Three Surgical Methods Found Equally Good for Lateral Epicondylitis
References: AOSSM at the AAOS 72nd Annual Meeting. Presented Feb. 26, 2005
Whether a surgeon operates for lateral epicondylitis (Tennis Elbow) using an open, arthroscopic, or percutaneous method appears to have no significant effect on patient outcomes, according to a retrospective review of 102 patients treated by one surgeon over seven years.
The findings were described in a presentation here before the American Orthopaedic Society for Sports Medicine, in affiliation with the 72nd annual meeting of the American Academy of Orthopaedic Surgeons.
Joshua Szabo, MD, fellow at the Mississippi Sports Medicine and Orthopaedic Center in Jackson, showed videos to illustrate the procedures as performed by one surgeon. "We do the same things arthroscopically as we do open," he pointed out. S. Felix H. Savoie III, MD, senior surgeon at the same institution, performed all the procedures reviewed, and he answered questions about the paper.
In this review, 23 patients received percutaneous procedures, 38 had arthroscopic procedures, and 41 had open surgeries. All patients had a minimum of three months of conservative care without success, with the average duration of conservative care (including cortisone injections) being 13.2 months. Overall, their preoperative Andrews-Carson score was 160.3, while their postoperative score was 195. The average patient age was 46 years, with a range of 27 to 73 years.
Except for the percutaneous group, which had significantly less conservative treatment and higher preoperative Andrews-Carson scores than the other two groups, there were no significant differences among the groups regarding any of these variables: age, sex, left or right arm dominance, conservative measures tried, cortisone injections, recurrences, complications, failures, visual analog scores (VAS), and postoperative Andrews-Carson scores. "Each procedure has its advantages and disadvantages," Dr. Szabo said. "But all three did equally well."
Dr. Savoie explained the difference in the percutaneous group's history. "Almost everyone in the percutaneous group had previously had the procedure and came in to have their other elbow done," he said. "That's a procedure that either works terrifically or doesn't work at all. If we had had more patients in that group, the difference would have been statistically significant."
Dr. Savoie added, "People who have had a percutaneous release demand a percutaneous release, and so that's what we do. But my favorite method is to do it arthroscopically."
Whether one procedure is better than the other has been an open question in the field, explained Claude T. Moorman, MD, director of the Duke Sports Medicine Center in Durham, North Carolina, and moderator of the session at which the data were presented.
"I think the value of this presentation is that neither of those three techniques have been demonstrated to be definitively better than the others," Dr.

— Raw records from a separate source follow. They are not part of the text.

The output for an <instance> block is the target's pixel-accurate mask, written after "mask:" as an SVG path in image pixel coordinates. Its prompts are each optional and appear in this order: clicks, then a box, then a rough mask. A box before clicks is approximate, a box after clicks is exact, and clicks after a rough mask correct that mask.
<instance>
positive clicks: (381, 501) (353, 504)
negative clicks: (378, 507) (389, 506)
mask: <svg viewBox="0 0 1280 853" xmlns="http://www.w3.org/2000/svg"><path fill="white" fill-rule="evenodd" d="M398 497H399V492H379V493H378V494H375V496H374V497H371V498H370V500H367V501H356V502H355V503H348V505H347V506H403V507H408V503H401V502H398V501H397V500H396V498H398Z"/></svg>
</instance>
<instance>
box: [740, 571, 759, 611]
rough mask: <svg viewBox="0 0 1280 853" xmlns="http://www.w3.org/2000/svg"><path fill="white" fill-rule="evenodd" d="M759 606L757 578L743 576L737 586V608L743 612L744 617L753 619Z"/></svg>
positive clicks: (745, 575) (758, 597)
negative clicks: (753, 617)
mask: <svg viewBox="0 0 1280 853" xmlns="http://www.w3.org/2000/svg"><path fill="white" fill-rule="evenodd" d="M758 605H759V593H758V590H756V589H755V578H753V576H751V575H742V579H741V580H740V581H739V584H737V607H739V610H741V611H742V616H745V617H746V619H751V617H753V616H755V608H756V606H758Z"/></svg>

Moorman told Medscape. "Unfortunately, we didn't get much guidance here because all three worked, and we don't know, still, which one to recommend to our patients."
Dr. Moorman said he knew of no trends toward one procedure or another. "A lot of people use the technique they learned and trained with, and based on this study, any of the three techniques ought to work fine," he said. But he added, "I think the vast majority of patients with this problem respond to nonoperative measures — eccentric training, counterforce bracing, and corticosteroid injection. So I would emphasize that nonoperative treatment is often effective. But if the patient fails nonoperative treatment, we've got three good options for surgical management."